Within the medical education system, for example, competency-based education is foundational. Yet, accreditation bodies have been slow to issue requirements on the need for competency-based content focused on substance use. At the undergraduate level, the Liaison Committee on Medical Education (LCME) does not specifically require inclusion of curriculum content on addiction or opioid prescribing but does issue standards that the faculty of a medical school ensure that the curriculum includes instruction in the diagnosis, prevention, appropriate reporting, and treatment of the medical consequences of common societal problems, providing a platform to integrate substance use and addiction content into core curricula. At our institution, we have demonstrated that substance use and addiction training can be threaded throughout health professions curricula rather than provided through “one-off” brief lectures or elective clinical experiences.6 Skills-based training with direct observation and feedback, clinical experiences in diverse treatment settings, and integrating the perspectives of individuals with lived experience are effective educational strategies that should be included. In graduate medical education, the Accreditation Council for Graduate Medical Education (ACGME) has added new requirements to provide training in the “recognition of the signs of addiction” across all specialties and clinical experiences in addiction medicine for internal medicine residency programs.7 However, the wide heterogeneity in substance use disorders curricula across graduate medical education training programs calls for implementation of core curricular elements, such as those recommended by SAMHSA, and support for trained faculty who can teach it and model competent care delivery.

While the MATE Act represents progress, it should be viewed as an initial stage towards the comprehensive integration of substance use and addiction training throughout health professions education.

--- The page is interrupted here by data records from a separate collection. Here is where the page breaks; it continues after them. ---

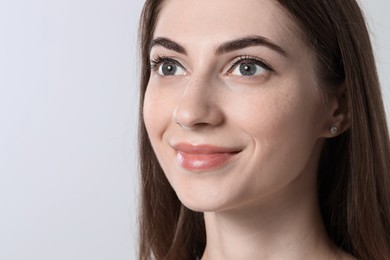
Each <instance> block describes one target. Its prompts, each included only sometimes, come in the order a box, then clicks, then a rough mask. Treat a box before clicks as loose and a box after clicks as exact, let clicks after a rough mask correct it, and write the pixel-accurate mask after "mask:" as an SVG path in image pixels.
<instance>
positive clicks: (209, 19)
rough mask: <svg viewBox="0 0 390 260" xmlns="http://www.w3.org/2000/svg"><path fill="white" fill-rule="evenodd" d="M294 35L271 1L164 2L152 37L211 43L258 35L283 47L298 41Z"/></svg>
mask: <svg viewBox="0 0 390 260" xmlns="http://www.w3.org/2000/svg"><path fill="white" fill-rule="evenodd" d="M297 32H298V28H297V26H296V24H295V22H294V20H293V19H292V18H291V17H290V16H289V14H288V13H287V12H286V11H285V10H284V9H283V8H282V7H281V6H280V5H279V4H278V3H277V2H276V1H274V0H240V1H238V0H166V1H165V2H164V4H163V7H162V10H161V13H160V15H159V19H158V21H157V25H156V30H155V35H154V36H155V37H170V38H173V39H175V40H177V41H180V42H183V43H191V44H192V43H194V44H195V43H199V44H200V43H202V42H204V43H205V44H207V43H208V44H210V43H213V42H215V43H218V42H222V41H226V40H230V39H231V38H239V37H243V36H247V35H259V36H262V37H266V38H268V39H271V40H272V41H275V42H277V43H279V44H280V45H282V46H283V45H291V43H292V41H294V42H298V41H300V39H299V38H300V37H299V35H300V34H298V33H297Z"/></svg>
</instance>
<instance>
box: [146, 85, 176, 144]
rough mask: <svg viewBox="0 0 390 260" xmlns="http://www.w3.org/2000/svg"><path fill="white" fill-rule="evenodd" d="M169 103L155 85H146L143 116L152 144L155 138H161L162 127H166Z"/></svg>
mask: <svg viewBox="0 0 390 260" xmlns="http://www.w3.org/2000/svg"><path fill="white" fill-rule="evenodd" d="M170 103H171V102H170V101H169V100H167V99H166V98H165V95H161V93H160V91H158V89H157V88H156V87H155V86H148V88H147V90H146V93H145V99H144V104H143V117H144V123H145V127H146V130H147V132H148V135H149V137H150V139H151V141H152V144H153V142H155V141H156V140H155V139H156V138H161V136H162V134H163V132H164V129H166V127H168V124H169V122H170V120H171V112H170V108H169V106H168V104H170ZM153 145H154V144H153Z"/></svg>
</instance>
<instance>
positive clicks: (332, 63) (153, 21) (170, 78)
mask: <svg viewBox="0 0 390 260" xmlns="http://www.w3.org/2000/svg"><path fill="white" fill-rule="evenodd" d="M140 37H141V38H140V41H141V42H140V43H141V49H142V50H141V55H142V78H141V113H140V118H141V122H140V126H141V127H140V153H141V158H140V161H141V173H142V177H141V178H142V204H141V216H140V219H141V223H140V225H141V237H140V241H141V242H140V259H204V260H210V259H211V260H213V259H355V258H356V259H390V176H389V169H390V160H389V158H390V148H389V147H390V145H389V135H388V129H387V124H386V120H385V114H384V109H383V102H382V99H381V93H380V88H379V83H378V78H377V74H376V69H375V62H374V59H373V54H372V49H371V45H370V41H369V36H368V33H367V29H366V26H365V22H364V19H363V17H362V14H361V11H360V9H359V7H358V5H357V3H356V2H355V0H332V1H330V0H317V1H311V0H310V1H309V0H300V1H294V0H279V1H274V0H245V1H233V0H212V1H196V0H186V1H183V0H165V1H163V0H160V1H158V0H147V1H146V3H145V7H144V10H143V13H142V19H141V28H140Z"/></svg>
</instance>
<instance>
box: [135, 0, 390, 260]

Checking a box will affirm completion of the new training requirement, but it should also represent an ongoing commitment. By recognizing that substance use and addiction education requires lifelong learning, internists and all health professionals can stay abreast of emerging trends, treatment approaches, and public health strategies. We must also prepare the entire healthcare team, and not just prescribers, to be equipped with the necessary knowledge and skills to effectively address the dynamic nature of the impacts of substance use and addiction. Only then will we make a lasting impact on one of the most pressing public health issues of our time.